#1**0 **

Factor b:

\(b(\frac{1}{7}+\frac{b}{7^2}+\frac{b^2}{7^3}+...)=1\)

Now, what is inside the bracket is a geometric series with a common ratio, \(r=\frac{b}{7}\)

The formula is:

\(Sum=\frac{1}{1-r}=\frac{1}{1-\frac{b}{7}}=\frac{7}{7-b}\) (But, r has to be less than 1).

So:

\(b(\frac{7}{7-b})=1\), can you solve it from here?

Guest Jul 19, 2022

#2**0 **

Because it is converging to 1, therefore:

sumfor(n, 1, infinity, ((b)^n) / (7^n))==1

**b ==7 / 2 ==3.5**

Guest Jul 19, 2022

#3**0 **

The formula for the sum is \({s \over {1 - r}} \), where s is the starting term, and r is the common ratio.

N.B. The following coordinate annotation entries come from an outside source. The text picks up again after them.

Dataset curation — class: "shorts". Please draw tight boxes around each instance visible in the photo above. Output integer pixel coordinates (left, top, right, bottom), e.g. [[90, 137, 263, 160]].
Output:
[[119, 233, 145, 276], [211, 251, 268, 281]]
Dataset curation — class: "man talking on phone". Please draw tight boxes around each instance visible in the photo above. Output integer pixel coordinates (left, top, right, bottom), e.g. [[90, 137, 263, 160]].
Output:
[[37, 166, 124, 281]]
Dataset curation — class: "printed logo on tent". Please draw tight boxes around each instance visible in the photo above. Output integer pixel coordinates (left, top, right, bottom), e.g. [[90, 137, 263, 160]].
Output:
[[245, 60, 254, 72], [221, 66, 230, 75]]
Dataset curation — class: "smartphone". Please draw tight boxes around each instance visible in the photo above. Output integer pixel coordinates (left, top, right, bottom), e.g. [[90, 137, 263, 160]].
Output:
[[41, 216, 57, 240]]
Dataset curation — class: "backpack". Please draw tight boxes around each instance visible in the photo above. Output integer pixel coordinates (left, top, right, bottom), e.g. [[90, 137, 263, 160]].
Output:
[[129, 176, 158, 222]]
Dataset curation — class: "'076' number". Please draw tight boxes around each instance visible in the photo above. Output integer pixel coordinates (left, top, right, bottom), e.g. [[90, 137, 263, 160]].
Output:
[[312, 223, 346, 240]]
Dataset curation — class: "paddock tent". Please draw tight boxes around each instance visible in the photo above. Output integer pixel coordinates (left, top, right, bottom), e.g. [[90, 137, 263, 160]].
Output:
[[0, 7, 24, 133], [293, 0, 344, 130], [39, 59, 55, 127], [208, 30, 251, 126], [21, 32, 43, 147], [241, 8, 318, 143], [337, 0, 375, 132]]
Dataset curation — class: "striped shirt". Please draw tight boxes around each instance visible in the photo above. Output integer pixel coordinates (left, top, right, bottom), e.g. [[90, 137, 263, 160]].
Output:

The starting term is \({b \over 7} \), and the common term is \({b \over 7}\). This means that we have the equation \({{b \over 7} \over {1 - {b \over 7}}} = 1\).

Solving for b, we find \(b = {7 \over 2} = \color{brown}\boxed{3.5}\)

BuilderBoi Jul 19, 2022